MY KEY TAKEAWAY: You have little to lose and everything to gain by asking your customers for feedback about your sales process and product/service. There are experts that can do it for you, but even small organisations with limited resources can (and should) begin the journey with a DIY approach.
• Wayne Stewart (Monte Rosa)
Spoke on storytelling in sales, in the early morning spot on the second day. Those who slept in missed some great ideas!
MY KEY TAKEAWAY: Applying Hollywood action movie principles can help you tell a story with a compelling message. His tips on who should be the hero (the customer of course!) and other guidelines on how to develop a compelling story structure were ideas I felt I could be able to take away and apply immediately.

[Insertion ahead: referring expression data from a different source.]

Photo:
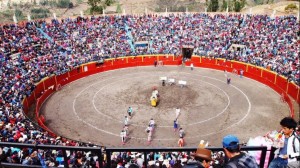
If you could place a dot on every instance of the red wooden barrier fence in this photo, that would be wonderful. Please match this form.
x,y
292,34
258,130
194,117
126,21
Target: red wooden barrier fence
x,y
49,85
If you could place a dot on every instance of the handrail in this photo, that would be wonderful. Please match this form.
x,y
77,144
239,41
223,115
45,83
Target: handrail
x,y
109,151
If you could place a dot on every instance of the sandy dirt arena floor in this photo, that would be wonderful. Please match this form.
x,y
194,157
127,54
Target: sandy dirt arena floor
x,y
93,108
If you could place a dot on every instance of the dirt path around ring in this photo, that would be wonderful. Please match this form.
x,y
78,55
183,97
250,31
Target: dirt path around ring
x,y
92,109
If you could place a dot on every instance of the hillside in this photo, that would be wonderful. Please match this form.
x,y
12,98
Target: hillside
x,y
22,8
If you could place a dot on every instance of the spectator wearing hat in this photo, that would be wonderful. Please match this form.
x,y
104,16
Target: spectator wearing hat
x,y
202,157
233,152
288,155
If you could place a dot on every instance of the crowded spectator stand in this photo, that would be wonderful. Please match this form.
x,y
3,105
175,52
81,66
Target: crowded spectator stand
x,y
33,51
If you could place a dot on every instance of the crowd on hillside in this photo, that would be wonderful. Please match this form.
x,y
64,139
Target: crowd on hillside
x,y
37,49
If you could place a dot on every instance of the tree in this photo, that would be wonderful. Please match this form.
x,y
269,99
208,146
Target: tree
x,y
95,6
109,2
238,5
119,9
213,5
170,4
224,5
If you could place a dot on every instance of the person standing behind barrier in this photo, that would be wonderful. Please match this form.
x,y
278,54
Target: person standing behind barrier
x,y
228,80
181,133
175,125
233,152
129,111
241,73
202,157
177,112
288,155
181,142
123,136
126,121
149,134
152,123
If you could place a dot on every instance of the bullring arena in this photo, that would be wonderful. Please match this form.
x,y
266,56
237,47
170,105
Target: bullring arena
x,y
66,85
93,108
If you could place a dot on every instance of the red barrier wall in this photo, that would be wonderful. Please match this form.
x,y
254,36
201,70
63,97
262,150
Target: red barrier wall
x,y
278,83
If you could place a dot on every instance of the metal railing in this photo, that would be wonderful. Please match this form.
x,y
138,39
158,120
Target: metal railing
x,y
98,151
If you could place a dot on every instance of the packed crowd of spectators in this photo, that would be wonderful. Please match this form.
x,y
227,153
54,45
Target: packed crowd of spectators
x,y
37,49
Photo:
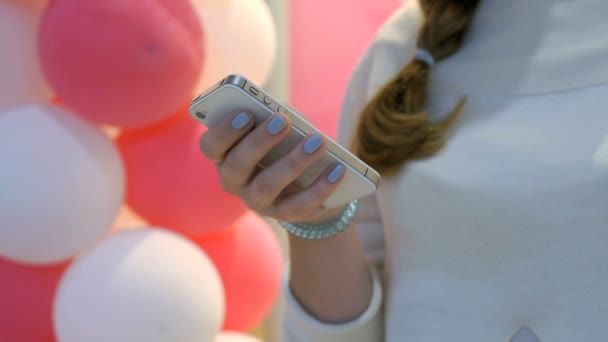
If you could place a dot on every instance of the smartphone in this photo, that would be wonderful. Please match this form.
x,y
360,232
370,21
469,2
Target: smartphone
x,y
235,93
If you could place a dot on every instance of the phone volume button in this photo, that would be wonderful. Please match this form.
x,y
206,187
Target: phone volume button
x,y
254,91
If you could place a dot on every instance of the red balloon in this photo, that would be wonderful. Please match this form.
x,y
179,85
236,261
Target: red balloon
x,y
127,63
170,183
248,257
26,301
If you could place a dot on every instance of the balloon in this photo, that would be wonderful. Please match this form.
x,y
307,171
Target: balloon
x,y
126,219
249,260
170,183
140,285
61,184
229,336
211,3
241,39
320,68
26,301
124,63
21,78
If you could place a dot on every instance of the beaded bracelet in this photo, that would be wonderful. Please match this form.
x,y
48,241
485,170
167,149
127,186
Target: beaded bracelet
x,y
324,230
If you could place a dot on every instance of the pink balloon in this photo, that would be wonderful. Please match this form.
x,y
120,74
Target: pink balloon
x,y
231,336
170,183
320,67
241,39
26,301
127,63
248,257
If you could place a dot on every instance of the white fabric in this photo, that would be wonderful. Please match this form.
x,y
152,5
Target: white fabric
x,y
508,226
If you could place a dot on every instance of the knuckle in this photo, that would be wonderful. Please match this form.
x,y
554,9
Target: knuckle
x,y
293,161
262,192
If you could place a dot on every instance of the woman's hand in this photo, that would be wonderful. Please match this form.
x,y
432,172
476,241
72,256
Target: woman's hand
x,y
237,147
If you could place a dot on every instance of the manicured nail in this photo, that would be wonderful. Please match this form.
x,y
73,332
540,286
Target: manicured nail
x,y
313,143
240,121
335,173
276,125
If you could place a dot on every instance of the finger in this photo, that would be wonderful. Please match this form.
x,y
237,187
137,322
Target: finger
x,y
308,203
264,189
217,141
241,161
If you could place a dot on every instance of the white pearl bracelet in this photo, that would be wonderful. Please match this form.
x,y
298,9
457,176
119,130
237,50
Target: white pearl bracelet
x,y
324,230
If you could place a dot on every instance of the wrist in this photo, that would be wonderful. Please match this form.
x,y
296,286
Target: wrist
x,y
310,231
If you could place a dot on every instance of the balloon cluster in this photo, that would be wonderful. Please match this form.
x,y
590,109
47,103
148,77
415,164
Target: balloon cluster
x,y
113,227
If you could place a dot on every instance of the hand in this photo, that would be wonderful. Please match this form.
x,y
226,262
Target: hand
x,y
237,147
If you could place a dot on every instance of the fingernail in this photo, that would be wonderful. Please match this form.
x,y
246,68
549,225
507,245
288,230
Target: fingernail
x,y
313,143
276,125
240,121
335,173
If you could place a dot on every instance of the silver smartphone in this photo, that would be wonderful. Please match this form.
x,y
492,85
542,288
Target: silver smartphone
x,y
236,93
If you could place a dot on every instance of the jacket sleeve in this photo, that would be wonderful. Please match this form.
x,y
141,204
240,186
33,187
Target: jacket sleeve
x,y
393,45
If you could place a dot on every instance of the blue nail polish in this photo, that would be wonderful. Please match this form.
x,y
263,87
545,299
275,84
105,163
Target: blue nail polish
x,y
276,125
313,143
240,121
335,173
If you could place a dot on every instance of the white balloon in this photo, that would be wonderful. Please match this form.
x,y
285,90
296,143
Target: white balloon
x,y
21,77
140,285
61,184
240,38
229,336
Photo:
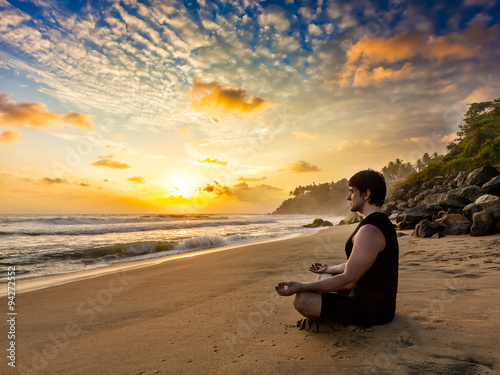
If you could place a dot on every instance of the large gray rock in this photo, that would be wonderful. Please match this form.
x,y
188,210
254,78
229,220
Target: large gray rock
x,y
490,203
481,176
389,207
492,186
426,228
469,193
351,219
454,224
460,179
470,210
446,200
483,223
412,216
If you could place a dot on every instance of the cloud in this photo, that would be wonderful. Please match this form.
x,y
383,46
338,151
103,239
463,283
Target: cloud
x,y
110,164
54,181
482,94
367,143
365,59
250,179
304,135
37,115
10,136
245,193
220,191
257,194
301,166
365,76
184,132
139,180
274,16
218,100
212,161
115,147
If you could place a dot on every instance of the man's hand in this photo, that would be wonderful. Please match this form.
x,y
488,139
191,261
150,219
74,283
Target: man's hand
x,y
319,267
288,288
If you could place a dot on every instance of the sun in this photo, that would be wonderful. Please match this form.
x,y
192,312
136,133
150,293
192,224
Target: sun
x,y
181,185
184,188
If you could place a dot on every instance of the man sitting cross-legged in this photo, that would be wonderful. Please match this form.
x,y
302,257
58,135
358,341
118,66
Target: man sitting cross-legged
x,y
362,290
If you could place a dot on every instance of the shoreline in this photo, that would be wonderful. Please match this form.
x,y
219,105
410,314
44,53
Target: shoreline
x,y
34,283
219,314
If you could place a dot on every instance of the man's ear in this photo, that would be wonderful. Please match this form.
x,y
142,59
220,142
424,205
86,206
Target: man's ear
x,y
367,194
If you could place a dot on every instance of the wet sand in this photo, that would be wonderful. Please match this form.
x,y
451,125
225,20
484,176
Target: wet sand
x,y
218,313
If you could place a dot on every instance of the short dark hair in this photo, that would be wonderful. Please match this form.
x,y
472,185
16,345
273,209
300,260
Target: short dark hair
x,y
373,181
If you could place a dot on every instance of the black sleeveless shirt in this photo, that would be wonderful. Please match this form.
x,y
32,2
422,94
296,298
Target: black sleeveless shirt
x,y
379,285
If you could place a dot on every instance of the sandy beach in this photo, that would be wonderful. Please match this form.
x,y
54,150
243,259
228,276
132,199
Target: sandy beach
x,y
218,313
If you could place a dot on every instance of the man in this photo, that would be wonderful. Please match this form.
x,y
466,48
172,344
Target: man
x,y
362,290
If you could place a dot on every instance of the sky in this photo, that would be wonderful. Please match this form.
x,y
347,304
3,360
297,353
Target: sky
x,y
226,106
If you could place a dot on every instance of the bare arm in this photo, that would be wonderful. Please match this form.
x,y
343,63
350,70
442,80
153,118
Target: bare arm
x,y
368,242
324,268
335,270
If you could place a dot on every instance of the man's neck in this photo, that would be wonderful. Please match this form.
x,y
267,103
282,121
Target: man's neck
x,y
368,209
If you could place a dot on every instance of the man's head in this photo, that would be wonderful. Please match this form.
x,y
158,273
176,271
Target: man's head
x,y
370,184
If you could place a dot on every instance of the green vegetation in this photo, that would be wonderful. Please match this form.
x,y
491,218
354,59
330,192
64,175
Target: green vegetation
x,y
477,145
328,198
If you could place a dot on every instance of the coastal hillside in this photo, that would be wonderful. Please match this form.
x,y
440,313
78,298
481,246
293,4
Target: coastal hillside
x,y
477,145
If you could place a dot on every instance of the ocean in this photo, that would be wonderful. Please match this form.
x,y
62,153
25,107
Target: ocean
x,y
39,245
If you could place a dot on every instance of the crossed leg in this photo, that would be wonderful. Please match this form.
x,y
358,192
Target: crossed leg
x,y
309,303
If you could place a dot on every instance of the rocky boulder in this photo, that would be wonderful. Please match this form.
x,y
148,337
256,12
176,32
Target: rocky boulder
x,y
454,224
492,186
353,218
446,200
460,179
470,210
469,193
481,175
412,216
426,228
490,203
483,223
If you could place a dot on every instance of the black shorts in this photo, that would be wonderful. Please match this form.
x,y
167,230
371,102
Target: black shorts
x,y
347,309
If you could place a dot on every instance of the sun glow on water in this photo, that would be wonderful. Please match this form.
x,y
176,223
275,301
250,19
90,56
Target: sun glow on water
x,y
181,185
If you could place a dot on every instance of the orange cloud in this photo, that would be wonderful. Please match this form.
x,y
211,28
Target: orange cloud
x,y
244,193
212,161
52,181
110,164
218,100
184,132
304,135
139,180
37,115
113,147
249,179
301,166
10,136
366,57
367,143
364,76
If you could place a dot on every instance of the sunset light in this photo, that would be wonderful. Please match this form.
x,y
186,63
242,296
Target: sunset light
x,y
131,105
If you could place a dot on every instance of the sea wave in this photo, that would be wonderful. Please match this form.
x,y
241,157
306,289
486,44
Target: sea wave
x,y
124,227
97,220
127,250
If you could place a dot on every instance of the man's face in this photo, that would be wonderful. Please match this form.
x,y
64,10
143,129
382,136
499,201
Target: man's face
x,y
355,198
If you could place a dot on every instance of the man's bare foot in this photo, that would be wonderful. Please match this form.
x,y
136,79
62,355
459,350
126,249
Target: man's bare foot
x,y
308,324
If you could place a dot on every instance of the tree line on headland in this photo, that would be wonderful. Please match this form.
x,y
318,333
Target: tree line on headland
x,y
477,145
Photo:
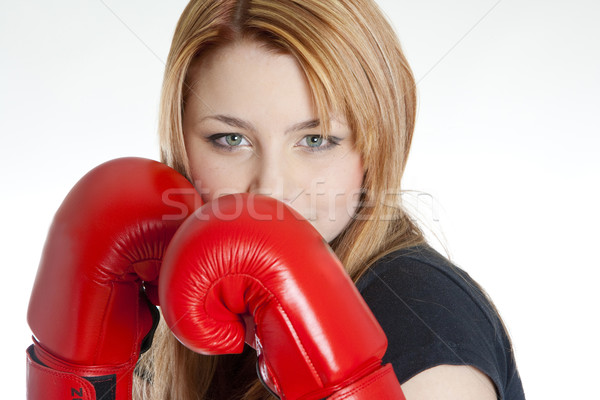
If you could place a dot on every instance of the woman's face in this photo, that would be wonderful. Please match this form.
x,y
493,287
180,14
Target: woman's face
x,y
250,125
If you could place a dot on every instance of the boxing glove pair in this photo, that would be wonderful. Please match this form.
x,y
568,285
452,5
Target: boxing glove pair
x,y
241,268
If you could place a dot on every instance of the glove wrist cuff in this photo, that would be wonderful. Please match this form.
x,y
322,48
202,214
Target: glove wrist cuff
x,y
380,384
44,383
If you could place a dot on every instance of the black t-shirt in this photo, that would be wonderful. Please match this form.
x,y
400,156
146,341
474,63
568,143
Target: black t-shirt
x,y
433,313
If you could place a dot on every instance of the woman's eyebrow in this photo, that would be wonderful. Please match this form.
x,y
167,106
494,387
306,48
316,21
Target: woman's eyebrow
x,y
242,124
310,124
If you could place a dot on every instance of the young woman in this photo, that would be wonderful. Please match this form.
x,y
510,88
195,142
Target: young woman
x,y
313,103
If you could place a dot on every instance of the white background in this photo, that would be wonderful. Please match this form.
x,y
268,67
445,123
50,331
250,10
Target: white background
x,y
506,145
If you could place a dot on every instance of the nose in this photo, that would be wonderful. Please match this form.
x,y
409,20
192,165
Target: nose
x,y
272,178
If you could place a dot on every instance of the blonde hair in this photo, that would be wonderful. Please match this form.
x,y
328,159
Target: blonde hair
x,y
354,65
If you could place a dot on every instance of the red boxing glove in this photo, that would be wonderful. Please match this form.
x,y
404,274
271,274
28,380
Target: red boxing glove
x,y
243,262
89,309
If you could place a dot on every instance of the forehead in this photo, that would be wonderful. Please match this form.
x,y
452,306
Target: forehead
x,y
245,75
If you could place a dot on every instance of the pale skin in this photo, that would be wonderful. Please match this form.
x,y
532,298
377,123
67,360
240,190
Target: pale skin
x,y
250,125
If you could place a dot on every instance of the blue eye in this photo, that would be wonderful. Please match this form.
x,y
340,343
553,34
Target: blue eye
x,y
319,143
314,140
233,139
227,141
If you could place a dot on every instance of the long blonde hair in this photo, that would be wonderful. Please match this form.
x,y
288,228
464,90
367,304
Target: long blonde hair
x,y
354,65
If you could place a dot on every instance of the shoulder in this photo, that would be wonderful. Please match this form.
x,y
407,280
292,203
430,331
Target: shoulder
x,y
434,314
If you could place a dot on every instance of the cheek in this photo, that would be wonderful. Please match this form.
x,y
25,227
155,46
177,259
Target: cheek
x,y
337,201
213,177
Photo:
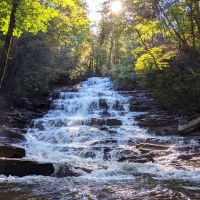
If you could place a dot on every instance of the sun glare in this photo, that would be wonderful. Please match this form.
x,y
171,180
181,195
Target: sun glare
x,y
116,6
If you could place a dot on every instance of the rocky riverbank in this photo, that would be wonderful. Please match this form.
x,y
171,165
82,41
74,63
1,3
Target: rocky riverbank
x,y
13,126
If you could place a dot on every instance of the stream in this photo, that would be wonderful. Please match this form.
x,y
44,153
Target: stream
x,y
92,134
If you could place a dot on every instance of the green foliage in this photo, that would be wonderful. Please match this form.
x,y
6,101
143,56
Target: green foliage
x,y
125,76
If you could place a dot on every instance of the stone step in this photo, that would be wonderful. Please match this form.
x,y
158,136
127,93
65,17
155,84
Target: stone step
x,y
20,167
11,152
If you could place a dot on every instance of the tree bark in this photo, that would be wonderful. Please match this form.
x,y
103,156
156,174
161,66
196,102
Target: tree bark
x,y
7,42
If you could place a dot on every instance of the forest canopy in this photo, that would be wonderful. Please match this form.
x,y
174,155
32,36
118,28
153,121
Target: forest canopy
x,y
148,44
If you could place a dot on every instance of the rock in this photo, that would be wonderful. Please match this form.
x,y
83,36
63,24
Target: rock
x,y
11,152
11,136
108,122
103,104
187,156
113,122
64,171
192,128
19,167
148,146
137,158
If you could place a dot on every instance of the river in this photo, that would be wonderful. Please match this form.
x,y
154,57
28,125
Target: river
x,y
90,131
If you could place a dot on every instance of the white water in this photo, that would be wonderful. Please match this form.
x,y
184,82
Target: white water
x,y
66,137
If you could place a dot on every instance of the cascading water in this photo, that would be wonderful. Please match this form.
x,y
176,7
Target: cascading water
x,y
90,131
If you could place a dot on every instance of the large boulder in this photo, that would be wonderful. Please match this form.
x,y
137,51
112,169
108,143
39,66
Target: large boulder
x,y
10,136
19,167
191,128
11,152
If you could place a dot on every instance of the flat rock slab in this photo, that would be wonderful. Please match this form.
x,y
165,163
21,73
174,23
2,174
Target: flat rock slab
x,y
19,167
11,152
192,128
11,135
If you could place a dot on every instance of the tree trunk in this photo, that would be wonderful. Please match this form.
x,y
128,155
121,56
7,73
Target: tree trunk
x,y
7,43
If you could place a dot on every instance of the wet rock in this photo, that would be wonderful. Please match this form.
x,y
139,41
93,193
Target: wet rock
x,y
113,122
107,122
11,152
137,158
103,104
187,156
97,122
11,136
148,146
191,128
64,171
19,167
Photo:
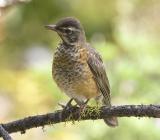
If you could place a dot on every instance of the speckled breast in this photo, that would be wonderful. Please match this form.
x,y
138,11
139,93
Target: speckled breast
x,y
71,72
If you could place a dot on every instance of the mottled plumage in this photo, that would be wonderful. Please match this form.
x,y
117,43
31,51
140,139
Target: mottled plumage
x,y
77,68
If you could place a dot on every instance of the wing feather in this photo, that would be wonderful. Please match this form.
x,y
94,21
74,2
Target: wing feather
x,y
95,63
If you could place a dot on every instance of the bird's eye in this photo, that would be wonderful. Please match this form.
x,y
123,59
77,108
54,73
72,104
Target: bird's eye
x,y
68,31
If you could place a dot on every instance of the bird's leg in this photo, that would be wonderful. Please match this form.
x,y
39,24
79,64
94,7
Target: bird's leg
x,y
68,105
82,106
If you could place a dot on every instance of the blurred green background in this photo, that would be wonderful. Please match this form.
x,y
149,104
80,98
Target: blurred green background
x,y
125,32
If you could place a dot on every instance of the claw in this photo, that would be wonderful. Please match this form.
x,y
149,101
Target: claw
x,y
61,105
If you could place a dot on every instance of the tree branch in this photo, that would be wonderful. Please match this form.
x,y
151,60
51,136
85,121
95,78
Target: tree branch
x,y
90,113
4,133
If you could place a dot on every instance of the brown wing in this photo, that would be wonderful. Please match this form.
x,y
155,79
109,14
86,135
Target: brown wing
x,y
96,65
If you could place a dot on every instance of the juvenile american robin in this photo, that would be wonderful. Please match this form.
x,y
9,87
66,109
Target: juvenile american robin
x,y
77,68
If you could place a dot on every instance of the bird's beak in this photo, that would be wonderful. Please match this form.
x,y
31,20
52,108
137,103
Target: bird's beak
x,y
51,27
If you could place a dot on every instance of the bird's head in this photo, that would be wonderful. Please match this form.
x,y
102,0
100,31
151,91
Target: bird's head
x,y
69,29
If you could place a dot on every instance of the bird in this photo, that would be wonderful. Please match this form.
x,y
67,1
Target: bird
x,y
78,68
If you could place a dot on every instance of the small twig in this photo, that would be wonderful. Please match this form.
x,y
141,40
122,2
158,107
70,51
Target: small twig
x,y
4,133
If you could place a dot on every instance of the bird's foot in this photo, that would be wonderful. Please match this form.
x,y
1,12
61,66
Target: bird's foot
x,y
82,109
67,106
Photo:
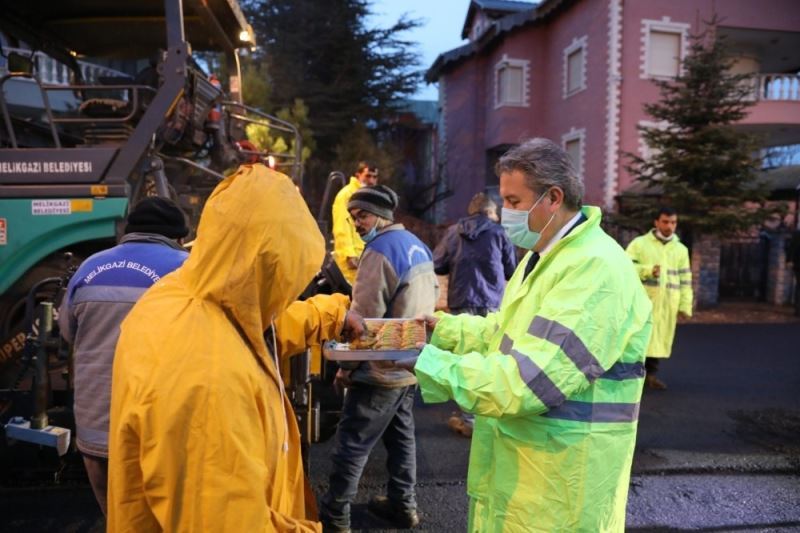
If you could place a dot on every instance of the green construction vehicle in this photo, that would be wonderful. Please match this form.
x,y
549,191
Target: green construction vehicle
x,y
101,104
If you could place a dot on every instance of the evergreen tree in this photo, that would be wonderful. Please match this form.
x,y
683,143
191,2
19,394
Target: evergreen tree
x,y
324,54
699,164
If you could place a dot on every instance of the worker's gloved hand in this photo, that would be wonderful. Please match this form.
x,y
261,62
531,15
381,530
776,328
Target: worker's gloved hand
x,y
354,326
342,380
407,364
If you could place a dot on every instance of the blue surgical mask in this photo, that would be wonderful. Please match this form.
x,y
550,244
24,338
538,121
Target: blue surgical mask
x,y
370,234
515,224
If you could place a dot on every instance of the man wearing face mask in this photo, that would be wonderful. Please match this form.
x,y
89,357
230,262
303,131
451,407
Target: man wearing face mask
x,y
555,376
662,262
395,279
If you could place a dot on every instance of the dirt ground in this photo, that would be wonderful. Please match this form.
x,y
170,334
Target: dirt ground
x,y
724,313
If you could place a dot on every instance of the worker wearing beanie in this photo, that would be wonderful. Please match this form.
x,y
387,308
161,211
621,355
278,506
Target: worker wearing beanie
x,y
395,279
99,296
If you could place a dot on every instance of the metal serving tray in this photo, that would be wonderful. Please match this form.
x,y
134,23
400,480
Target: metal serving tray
x,y
341,351
337,351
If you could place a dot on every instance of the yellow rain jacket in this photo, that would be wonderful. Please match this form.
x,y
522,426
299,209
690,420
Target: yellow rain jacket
x,y
203,437
670,293
346,240
555,378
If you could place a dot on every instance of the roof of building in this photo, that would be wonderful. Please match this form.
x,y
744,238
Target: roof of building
x,y
426,111
777,180
785,178
494,8
534,13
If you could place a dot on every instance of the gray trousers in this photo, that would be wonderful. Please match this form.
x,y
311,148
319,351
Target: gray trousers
x,y
97,470
371,413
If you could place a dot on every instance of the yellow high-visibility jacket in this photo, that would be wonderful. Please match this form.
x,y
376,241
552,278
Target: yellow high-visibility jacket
x,y
346,240
203,437
670,293
554,379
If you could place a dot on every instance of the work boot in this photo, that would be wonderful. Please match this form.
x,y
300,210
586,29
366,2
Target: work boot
x,y
653,382
457,424
381,506
328,526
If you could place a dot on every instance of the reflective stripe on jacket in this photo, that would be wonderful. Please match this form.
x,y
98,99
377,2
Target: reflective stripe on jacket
x,y
346,240
670,293
555,377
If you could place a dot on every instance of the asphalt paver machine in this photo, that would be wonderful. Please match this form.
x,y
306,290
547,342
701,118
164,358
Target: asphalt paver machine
x,y
101,104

• Jason Jordan (Vantage Point Performance)
Spoke on the importance of sales management, which was a timely reminder; and was also extremely entertaining on sales forecasting. Who knew I could laugh so much on such a dry topic, his likening of our forecasting processes to slapstick comedy was spot on.
MY KEY TAKEAWAY: We shouldn’t be afraid to shine a light on some of the cringeworthy habits our organisations can fall into in the name of forecasting. Say it loud: “the emperor has no clothes” and have the courage to think (and do) differently.
I also appreciated local leaders sharing their own lessons and experiences – their willingness to share is always appreciated. Thank you to Ian Kinsella (SAP), Mahesh Malalage (Eli Lilley), Gavin Gomes (Australia Post), Jim Jusic (Treasury Wine Estates) and a special mention to Paul Crighton (PGi) who made not one but two guest appearances.